- Born: Cambridge, Massachusetts, United States
- Education: Amherst College; MIT; MIT Sloan School of Management;
- Known for: Coworking, Venture Café, Cambridge Innovation Center (CIC), New Atlantic Ventures
- Website: @rowe at twitter/X

= Tim Rowe =

Timothy Rowe is an American technology entrepreneur. He is the founder and Executive Chair of Cambridge Innovation Center (CIC) as well as the founder of Venture Café.
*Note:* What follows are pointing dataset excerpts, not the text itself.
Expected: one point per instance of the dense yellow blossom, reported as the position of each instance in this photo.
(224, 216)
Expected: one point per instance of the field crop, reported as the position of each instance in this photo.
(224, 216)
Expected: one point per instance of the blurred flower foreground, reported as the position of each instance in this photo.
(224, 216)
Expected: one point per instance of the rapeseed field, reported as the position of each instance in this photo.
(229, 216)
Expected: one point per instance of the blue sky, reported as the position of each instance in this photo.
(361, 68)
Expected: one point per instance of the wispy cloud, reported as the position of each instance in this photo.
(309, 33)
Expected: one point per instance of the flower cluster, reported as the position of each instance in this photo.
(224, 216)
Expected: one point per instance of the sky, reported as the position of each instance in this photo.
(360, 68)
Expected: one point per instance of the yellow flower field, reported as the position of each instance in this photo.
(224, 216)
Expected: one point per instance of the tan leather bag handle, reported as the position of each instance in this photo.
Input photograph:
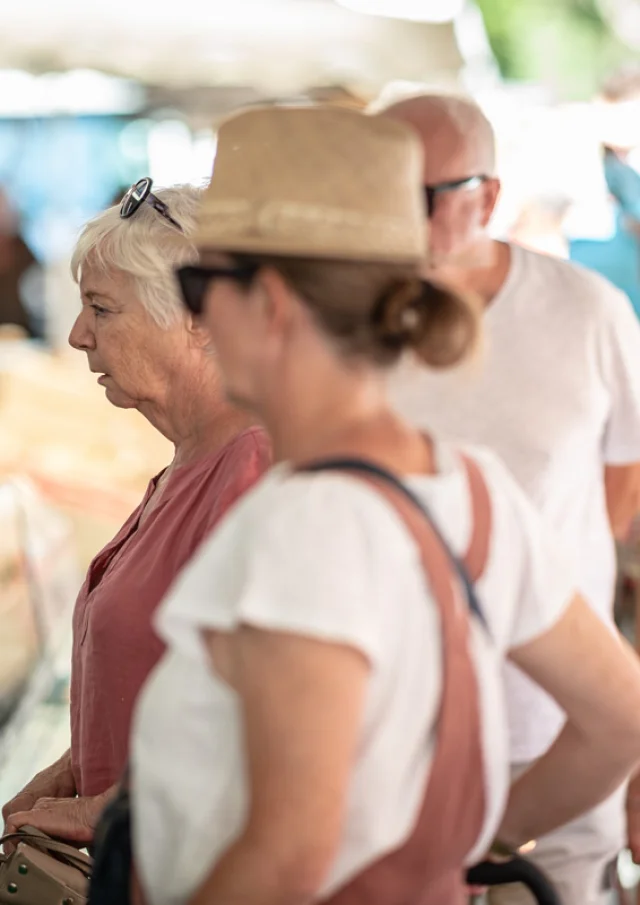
(65, 853)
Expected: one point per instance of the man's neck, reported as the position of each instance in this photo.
(484, 276)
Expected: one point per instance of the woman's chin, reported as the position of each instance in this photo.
(118, 398)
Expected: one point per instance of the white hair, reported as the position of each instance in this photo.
(146, 246)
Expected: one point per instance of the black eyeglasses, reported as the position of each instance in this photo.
(195, 280)
(431, 192)
(140, 193)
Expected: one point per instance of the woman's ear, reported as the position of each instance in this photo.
(198, 335)
(276, 299)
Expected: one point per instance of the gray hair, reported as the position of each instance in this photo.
(147, 247)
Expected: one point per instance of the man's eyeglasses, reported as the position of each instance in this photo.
(141, 193)
(195, 280)
(431, 192)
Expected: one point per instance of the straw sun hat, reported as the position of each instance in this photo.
(315, 182)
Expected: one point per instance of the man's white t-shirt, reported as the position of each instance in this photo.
(555, 392)
(326, 556)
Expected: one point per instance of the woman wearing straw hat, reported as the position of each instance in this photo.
(327, 723)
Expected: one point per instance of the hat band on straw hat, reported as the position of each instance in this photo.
(288, 227)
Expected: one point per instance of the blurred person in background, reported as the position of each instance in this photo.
(557, 396)
(153, 357)
(618, 257)
(21, 302)
(328, 721)
(539, 225)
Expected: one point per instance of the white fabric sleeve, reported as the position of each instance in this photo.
(533, 565)
(620, 359)
(319, 557)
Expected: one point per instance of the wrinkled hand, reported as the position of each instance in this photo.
(54, 782)
(72, 819)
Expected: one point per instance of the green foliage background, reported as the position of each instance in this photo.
(566, 44)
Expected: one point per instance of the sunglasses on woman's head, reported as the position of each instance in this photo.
(140, 194)
(194, 282)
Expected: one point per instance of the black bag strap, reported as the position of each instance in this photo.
(371, 469)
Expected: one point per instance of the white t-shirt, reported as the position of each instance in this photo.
(556, 393)
(326, 556)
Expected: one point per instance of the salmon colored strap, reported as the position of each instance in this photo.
(477, 554)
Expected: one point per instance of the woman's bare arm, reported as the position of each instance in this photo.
(303, 703)
(594, 676)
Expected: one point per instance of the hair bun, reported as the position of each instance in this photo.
(438, 323)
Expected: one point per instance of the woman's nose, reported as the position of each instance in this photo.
(82, 337)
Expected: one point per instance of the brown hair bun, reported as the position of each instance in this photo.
(438, 323)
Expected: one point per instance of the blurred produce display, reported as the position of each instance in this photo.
(89, 459)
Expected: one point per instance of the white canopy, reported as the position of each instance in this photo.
(283, 46)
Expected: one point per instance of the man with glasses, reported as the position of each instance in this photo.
(556, 393)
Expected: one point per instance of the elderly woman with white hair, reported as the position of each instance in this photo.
(151, 356)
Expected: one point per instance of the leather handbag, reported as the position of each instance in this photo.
(42, 871)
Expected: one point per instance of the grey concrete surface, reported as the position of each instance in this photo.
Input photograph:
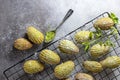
(16, 15)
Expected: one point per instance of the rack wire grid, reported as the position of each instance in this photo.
(16, 71)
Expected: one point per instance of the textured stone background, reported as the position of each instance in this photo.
(16, 15)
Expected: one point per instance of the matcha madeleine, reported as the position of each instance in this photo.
(93, 66)
(111, 62)
(63, 70)
(49, 56)
(22, 44)
(33, 66)
(104, 23)
(35, 35)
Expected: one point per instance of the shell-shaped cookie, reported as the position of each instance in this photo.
(82, 36)
(93, 66)
(35, 35)
(68, 47)
(98, 50)
(111, 62)
(63, 70)
(22, 44)
(33, 66)
(49, 56)
(83, 76)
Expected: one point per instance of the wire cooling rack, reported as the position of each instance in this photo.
(16, 72)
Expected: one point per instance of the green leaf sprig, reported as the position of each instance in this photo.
(114, 31)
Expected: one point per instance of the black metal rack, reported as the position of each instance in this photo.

He also serves as a partner of New Atlantic Ventures, Founding Chair of LabCentral, and Founding Chair of MassRobotics.

Previously, Rowe has served as a lecturer at the MIT Sloan School of Management, a manager with the Boston Consulting Group, and an analyst with the Mitsubishi Research Institute.

== Cambridge Innovation Center ==
Rowe contacted MIT for their smallest space to lease, eventually signing a lease for a 3,000-square-foot office. The space was too large for just him and his wife, so they invited friends to stay with them. Rowe, his wife Amy, and his friends began starting companies and using the offices for their new companies. It was during this time that Rowe came up with the idea to create a shared work environment, which became the Cambridge Innovation Center (CIC).

When Joi Ito came to Boston to run the MIT Media Lab, Rowe brought Joi to CIC with Rich Miner. In 2014, he was named Entrepreneur of the Year.

CIC is the "largest space for startups." CIC currently has shared innovation spaces with the Cambridge Space, and spaces in Boston, Massachusetts; St. Louis, Missouri; Providence, Rhode Island; Rotterdam, Netherlands; Philadelphia, Pennsylvania; Tokyo, Japan, and Warsaw, Poland.

== Personal life ==
Rowe speaks Spanish and Japanese fluently and holds an MBA from MIT’s Sloan School of Management and a BA from Amherst College.

He was a major supporter of the Kendall Square Association, a nonprofit group with the goal to improve the Kendall Square area through innovation. In 2012, he helped create their "Walk of Fame" to display the contributions of their innovators. The group installed plaques on the sidewalks modeled after the stars along Hollywood Boulevard.